Most of the rest of TCOA consists of an enumeration of certain sorts of "dos" and "don'ts" for the IF writer. These range from the fairly obvious (e.g. "Enough with the mazes!") to the insightful ("No puzzles that you need to die once to solve." - Are you listening, Mr. Plotkin?) to the somewhat dubious. Probably the most memorable formula from TCOA is Nelson' often-quoted remark that an IF narrative is "a crossword at war with a narrative." To the novice author he offers this rather curious piece of advice:

There's a fine line between a challenge and a nuisance: the designer has to think, first and foremost, like a player (not an author, and certainly not a programmer).

I'm less than entirely comfortable with this description of how IF writing works, myself. To suggest that there should be a sort of parity between the telling of stories and the construction of mere puzzles seems to me to underrate the possibilities of IF as an art form. There has really only ever been one reason why puzzles show up so reliably in IF narratives: they're there as part of the genre's commercial heritage. When one is trying to sell a piece of software for $30-$50 it simply cannot be the sort of thing that can be entirely consumed in half a dozen one hour sittings. Anyone involved in commercial PC or console game design who's being honest will tell you that precisely the same rationale lies behind the inevitable presence of "combat" in contemporary games that are themselves truly memorable only because of the stories they tell or the visions they offer, rather than simply because they offer the satisfaction of splattering baddies. But f you can't make a game that takes forty hours to play, the masses will feel gypped if you don't sell it at a reasonable price. And fifty bucks just ain't reasonable.

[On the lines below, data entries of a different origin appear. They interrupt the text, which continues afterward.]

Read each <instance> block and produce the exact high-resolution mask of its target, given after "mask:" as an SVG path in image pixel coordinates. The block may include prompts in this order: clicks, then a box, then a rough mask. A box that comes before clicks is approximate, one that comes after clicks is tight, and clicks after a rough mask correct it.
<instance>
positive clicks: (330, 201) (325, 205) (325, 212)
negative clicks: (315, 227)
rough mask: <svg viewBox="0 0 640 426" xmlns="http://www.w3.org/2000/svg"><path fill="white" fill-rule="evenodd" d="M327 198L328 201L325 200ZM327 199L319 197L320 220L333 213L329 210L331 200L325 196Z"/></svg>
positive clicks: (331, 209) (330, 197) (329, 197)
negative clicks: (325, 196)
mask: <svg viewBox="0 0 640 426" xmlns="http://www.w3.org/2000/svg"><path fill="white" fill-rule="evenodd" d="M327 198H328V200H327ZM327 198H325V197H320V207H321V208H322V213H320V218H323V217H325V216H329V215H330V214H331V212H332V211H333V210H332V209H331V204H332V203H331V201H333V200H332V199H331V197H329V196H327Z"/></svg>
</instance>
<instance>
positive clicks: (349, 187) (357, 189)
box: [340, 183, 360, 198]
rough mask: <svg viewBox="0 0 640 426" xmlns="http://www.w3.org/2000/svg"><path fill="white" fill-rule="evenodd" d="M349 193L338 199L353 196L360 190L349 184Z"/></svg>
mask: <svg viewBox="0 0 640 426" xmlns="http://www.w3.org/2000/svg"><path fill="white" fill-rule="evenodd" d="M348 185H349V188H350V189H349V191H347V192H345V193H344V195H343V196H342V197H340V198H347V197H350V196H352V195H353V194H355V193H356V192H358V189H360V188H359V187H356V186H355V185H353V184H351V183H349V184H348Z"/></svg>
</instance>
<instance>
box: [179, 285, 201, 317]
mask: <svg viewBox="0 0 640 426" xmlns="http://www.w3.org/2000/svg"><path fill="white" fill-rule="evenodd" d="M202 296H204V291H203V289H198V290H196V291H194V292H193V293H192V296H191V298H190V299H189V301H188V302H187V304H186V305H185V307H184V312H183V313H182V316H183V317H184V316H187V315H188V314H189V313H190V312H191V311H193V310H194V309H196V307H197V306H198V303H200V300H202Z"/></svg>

Of course, this is a crude oversimplification. Part of what makes IF distinctive is that the stories it tells are always 'non-linear,' or else at the very least discontinuous in structure, and the presence of puzzles will always be an important device for bringing this about. Still, Nelson's enthusiasm for old-fashioned, puzzle-heavy IF occasionally leads him into a somewhat excessive Puritanism. He repeatedly expresses a preference for more 'austere' styles of writing of the sort that one finds in the original Crowther/Woods version of "Adventure," or in classic Infocom games like "Trinity" and "Plundered Hearts" rather than the more rococo offerings of writers like Steve Meretzky or Magnetic Scrolls' Michael Bywater, (two of my own all time favorites). He shuns historical anachronism and self-reflexivity with a vehemence that makes one long to write about a medieval toaster salesman who makes wisecracks about the weakness of a game's parser.

Even when he's giving rather questionable advice, though, Nelson never fails to sound sage and amusing, and his remarks have a rather quaint air of finality that occasionally remind one of a favorite grandparent who was full of wit and wisdom but never quite got over the advent of punk haircuts. Certainly, there isn't a single text in existence that does a better job of giving practical advice to the new writer of IF, and those of us who've been doing it for a while would benefit from going back to TCOA at least once every year for a refreshing reminder about How Not To Suck.